2. Though strongly attracted to Roark, Dominique both pursues and fights him. Is this inner conflict regarding her love representative of some deeper aspect of her character? How does this ambivalence relate to her destruction of the Greek statuette that she loves? To joining forces with Ellsworth Toohey in an effort to wreck Roark’s career? To refusing to pursue a serious career in spite of her great intelligence? Are Dominique’s motives for thwarting Roark the same as Toohey’s?
3. At this point of Roark’s career he is hired by Roger Enright, Anthony Cord and Kent Lansing to construct major buildings. What kind of men are Enright, Cord and Lansing? Do they share some fundamental characteristic in common with each other and with Austen Heller? What does Lansing mean when he tells Roark that “ the shortest distance between two points is not a straight line--it’s a middleman?"

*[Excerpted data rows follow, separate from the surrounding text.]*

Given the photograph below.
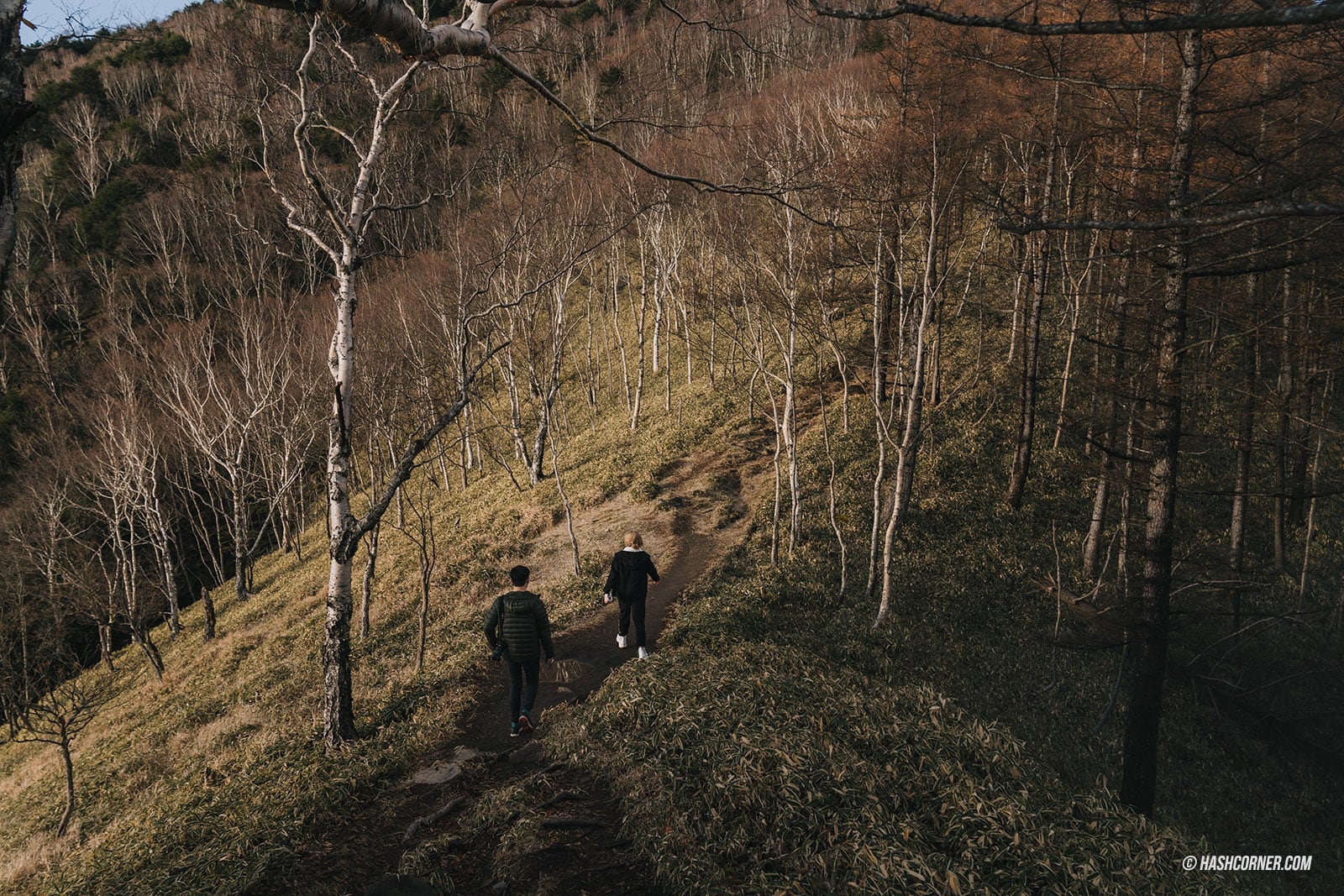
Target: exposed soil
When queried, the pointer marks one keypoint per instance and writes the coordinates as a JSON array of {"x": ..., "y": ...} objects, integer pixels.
[{"x": 571, "y": 841}]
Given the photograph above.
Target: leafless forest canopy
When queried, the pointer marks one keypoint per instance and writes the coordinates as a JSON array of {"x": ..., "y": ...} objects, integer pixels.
[{"x": 1115, "y": 251}]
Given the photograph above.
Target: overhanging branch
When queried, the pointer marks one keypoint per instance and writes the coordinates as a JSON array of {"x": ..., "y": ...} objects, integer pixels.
[
  {"x": 1261, "y": 18},
  {"x": 1241, "y": 215}
]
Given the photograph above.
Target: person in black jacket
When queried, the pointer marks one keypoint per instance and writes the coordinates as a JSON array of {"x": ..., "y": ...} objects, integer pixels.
[
  {"x": 515, "y": 626},
  {"x": 628, "y": 582}
]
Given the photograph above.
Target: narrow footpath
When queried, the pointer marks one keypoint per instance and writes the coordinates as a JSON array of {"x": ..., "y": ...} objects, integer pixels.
[{"x": 569, "y": 840}]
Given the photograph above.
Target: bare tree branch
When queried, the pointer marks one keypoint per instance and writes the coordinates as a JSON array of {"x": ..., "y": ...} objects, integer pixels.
[
  {"x": 1249, "y": 214},
  {"x": 1268, "y": 15},
  {"x": 396, "y": 23}
]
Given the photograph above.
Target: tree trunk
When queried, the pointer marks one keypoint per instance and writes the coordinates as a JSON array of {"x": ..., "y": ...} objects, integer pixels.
[
  {"x": 13, "y": 113},
  {"x": 338, "y": 701},
  {"x": 71, "y": 785},
  {"x": 1241, "y": 488},
  {"x": 1139, "y": 783},
  {"x": 210, "y": 614}
]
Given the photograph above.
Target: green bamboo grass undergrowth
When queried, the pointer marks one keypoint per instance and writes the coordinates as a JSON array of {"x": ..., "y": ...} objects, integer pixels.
[
  {"x": 699, "y": 746},
  {"x": 214, "y": 779}
]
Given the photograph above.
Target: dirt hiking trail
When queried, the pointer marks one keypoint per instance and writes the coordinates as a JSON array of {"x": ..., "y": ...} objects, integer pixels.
[{"x": 570, "y": 842}]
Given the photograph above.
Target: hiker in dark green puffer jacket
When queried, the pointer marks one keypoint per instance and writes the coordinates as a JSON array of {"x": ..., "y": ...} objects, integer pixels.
[{"x": 515, "y": 626}]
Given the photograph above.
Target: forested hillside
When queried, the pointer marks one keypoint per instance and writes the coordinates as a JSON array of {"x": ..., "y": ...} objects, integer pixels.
[{"x": 1032, "y": 325}]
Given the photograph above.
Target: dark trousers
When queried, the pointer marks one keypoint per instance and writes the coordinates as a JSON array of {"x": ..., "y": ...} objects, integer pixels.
[
  {"x": 632, "y": 610},
  {"x": 519, "y": 699}
]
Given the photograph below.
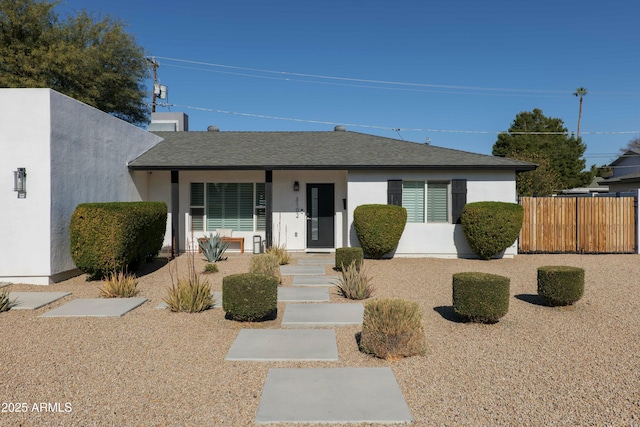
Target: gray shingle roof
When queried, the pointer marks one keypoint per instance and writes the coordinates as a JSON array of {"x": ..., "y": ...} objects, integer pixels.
[{"x": 306, "y": 150}]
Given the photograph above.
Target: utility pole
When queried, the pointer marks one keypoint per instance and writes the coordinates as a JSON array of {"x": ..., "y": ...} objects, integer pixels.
[{"x": 155, "y": 64}]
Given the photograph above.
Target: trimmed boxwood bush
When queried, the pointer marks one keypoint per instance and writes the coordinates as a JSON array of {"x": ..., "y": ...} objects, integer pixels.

4. At Kiki Holcolmbe’s party, Keating gives advice to Roark. He says: “ Always be what people want you to be.” What is the meaning of such a statement? Why does Keating believe this? What does such an approach to life reveal about the soul of Keating and of people like him?
5. At the same party, Dominique thinks of Roark’s as “ the face of a god.” What is she responding to in Roark? In seeing such beauty in Roark’s face, an evaluation not shared by the rest of society, what does Dominique reveal about her own soul?
6. Dominique begins to write about Roark’s buildings in her column. She words them in such a way as to give the appearance of criticism while actually offering extravagant praise. Why does she hope that Roark’s buildings will be destroyed in a future air raid? What is her view of human society, and of the possibility of great men succeeding in it?
7. Toohey convinces Hopton Stoddard to hire Roark to build the Stoddard Temple. What is Toohey’s purpose? Why does he seek to brand Roark an enemy of religion? What is Toohey’s deeper reason for attempting to end Roark’s career?
8. Though Dominique testifies for the plaintiff at the Stoddard Temple trial, she praises the building and criticizes both Toohey and society. Why does she want the building torn down? How do her motives differ from Toohey’s? In what way is the trial Dominique’s worst nightmare come true?
9. Roark hires Mallory to do the sculpture for the Temple, but Mallory, despite his youth, is already bitter and disillusioned. What is the cause of Mallory’s nascent cynicism? What does Roark do that helps Mallory overcome his disillusionment? Are there similarities between Mallory’s early career and the life of Henry Cameron?
10. After the trial, Dominique accepts Keating’s earlier proposal and marries him. Given her undying love for the integrity of Roark’s buildings and person, and her recognition that Keating is the antithesis of everything she reveres, it is appropriate to ask what Dominique seeks in such a marriage. For what purpose does she marry the man she considers society’s most despicable representative?
At the end of Part Two, Roark’s career is again at low ebb and it appears that Toohey’s scheming has been successful. Toohey seeks him out to ask what Roark thinks of him. What does this question reveal about Toohey’s soul? Roark answers in simple honesty that he does not think of him. What does such an answer reveal about Roark’s soul? These two characters represent the fundamental antipodes in the universe of the novel. What is the primary difference between them?